Less Than Kind’s Kim Coghill on her WGC Award

Kim Coghill WGC pic 2013

Last week the Writers Guild of Canada handed out their screenwriting awards, including the TV Comedy award to Kim Coghill for the “Jerk Chicken” episode of Less Than Kind. TV, eh?‘s Rachel Langer quizzed her on the award, the episode and lessons learned.

What does the WGC Award win mean to you? 

I’m honoured that my fellow writers have judged me not only funny enough, but also strong enough to lift this award, which I believe weighs 175 pounds. Because a lighter award wouldn’t mean nearly as much. I mean, you could actually kill someone with this thing. I’m not saying anyone did. Or would. Or thought about it. I’m just saying you could. It’s just a fact. Facts aren’t illegal.

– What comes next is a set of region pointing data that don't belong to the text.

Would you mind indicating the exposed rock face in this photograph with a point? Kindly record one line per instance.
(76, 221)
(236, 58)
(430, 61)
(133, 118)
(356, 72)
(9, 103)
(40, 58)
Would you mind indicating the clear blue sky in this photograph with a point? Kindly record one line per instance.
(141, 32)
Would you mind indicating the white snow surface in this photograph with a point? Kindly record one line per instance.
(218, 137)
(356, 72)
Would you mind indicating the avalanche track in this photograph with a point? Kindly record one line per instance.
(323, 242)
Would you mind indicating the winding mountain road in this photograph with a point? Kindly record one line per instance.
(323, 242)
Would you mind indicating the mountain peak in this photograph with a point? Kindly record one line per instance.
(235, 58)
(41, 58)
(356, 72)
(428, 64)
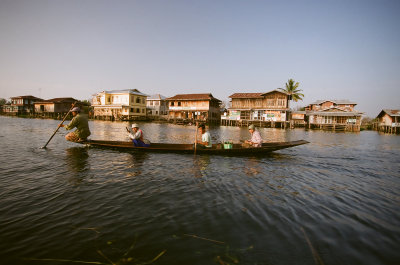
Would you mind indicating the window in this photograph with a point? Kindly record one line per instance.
(245, 115)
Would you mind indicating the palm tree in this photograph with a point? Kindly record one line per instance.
(293, 91)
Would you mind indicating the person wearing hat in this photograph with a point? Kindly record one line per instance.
(256, 140)
(80, 122)
(205, 137)
(137, 136)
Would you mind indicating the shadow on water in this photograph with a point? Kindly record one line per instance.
(77, 161)
(200, 164)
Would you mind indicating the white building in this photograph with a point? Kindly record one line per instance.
(128, 104)
(157, 105)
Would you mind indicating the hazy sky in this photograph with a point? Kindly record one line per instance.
(336, 49)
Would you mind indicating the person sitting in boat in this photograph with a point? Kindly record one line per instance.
(137, 136)
(205, 141)
(256, 140)
(80, 122)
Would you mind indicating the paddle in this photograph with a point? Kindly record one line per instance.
(195, 139)
(73, 105)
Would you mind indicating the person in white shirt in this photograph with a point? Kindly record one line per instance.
(205, 137)
(137, 136)
(256, 140)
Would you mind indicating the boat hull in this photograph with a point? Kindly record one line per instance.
(237, 149)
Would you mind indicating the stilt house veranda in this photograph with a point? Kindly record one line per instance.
(194, 107)
(271, 106)
(333, 115)
(388, 121)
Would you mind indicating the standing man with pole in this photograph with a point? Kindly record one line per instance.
(80, 122)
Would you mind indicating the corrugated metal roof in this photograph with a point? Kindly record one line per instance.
(246, 95)
(156, 97)
(123, 91)
(254, 95)
(208, 96)
(334, 113)
(58, 100)
(337, 101)
(392, 112)
(27, 97)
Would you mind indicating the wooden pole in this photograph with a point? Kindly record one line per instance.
(195, 138)
(66, 115)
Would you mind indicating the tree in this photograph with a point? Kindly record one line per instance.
(292, 90)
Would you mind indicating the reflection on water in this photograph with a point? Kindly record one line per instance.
(343, 189)
(200, 164)
(77, 163)
(76, 158)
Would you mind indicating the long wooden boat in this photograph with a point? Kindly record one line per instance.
(237, 149)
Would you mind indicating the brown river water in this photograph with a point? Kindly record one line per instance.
(333, 201)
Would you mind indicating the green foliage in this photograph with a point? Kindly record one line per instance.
(292, 90)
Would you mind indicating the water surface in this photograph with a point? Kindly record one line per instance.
(335, 200)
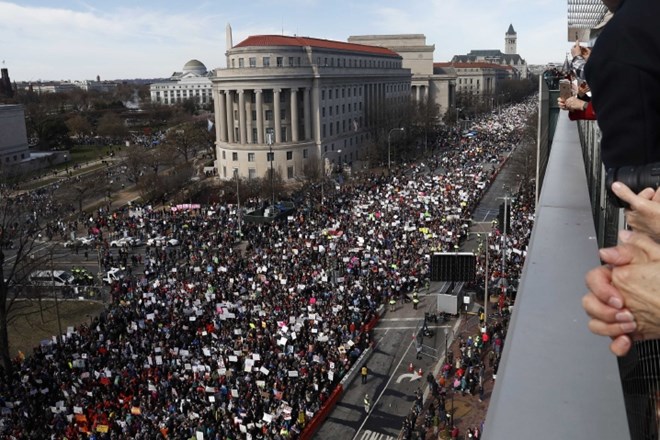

What was it like to be nominated alongside your then-fiance, now-husband Denis McGrath (Congrats!) and the showrunner of LTK, Mark McKinney? Did that change the experience of winning for you? 

I was thrilled to be nominated, but not really sure how they’d take it when I won. Denis seems fine so far – he cries, but mostly at night. Mark sends hate mail scrawled on old Slings & Arrows scripts, but that’s cool too, because it’s kinda like being threatened by Shakespeare, which is pretty flattering… So, um, I think they’re fine with it.

Tell us about your episode of Less Than Kind, and what the best and worst parts of writing it were? 

In this episode, Sheldon, the awkward teenaged son, tries to turn himself into one of the “jocks,” best friend Miriam tries being a coquette, and pal Danny wonders why everyone’s turning into someone else. It all spirals out of control when Sheldon throws a jock party, and Danny and Miriam crash with a vengeance.

Worst part: reliving my adolescence.

Best part: reliving my adolescence through these incredibly complex and funny characters, especially with a show set in my hometown of Winnipeg.

If you had to share the award with one other person, who would it be and why? 

Just one? All the other writers on LTK, rolled into one enormous aggregate individual containing tiny pieces of each person’s funniest bits. And if I couldn’t do that, I’d share it with my new husband, because he already has one, so now we have matching bookends.

If you could pick one lesson from working on LTK to bring with you to your next writing room, what would it be?

That “comedy” and “drama” aren’t opposites; a show doesn’t have to be one or the other. Good comedy is most powerful when it plays out against real emotions – anger, sadness, fear – because that’s how we experience humour in real life.

Also, when you need a cheap laugh, there’s nothing like the word “boogers.”

Speaking of your next project, could you tell us a little bit about what you’re working on now? 

I’m writing a couple of new pilots that are in that ‘comedy-with-drama’ vein.

If you could step into the writers room on any past Canadian Comedy, what would it be, and why? 
My smart-ass side would pick Made in Canada, because it was so wonderfully snarky. But my playful side would pick SCTV – I adored those characters, ever since I was a kid. There’s nothing like watching a great character, written and performed with love.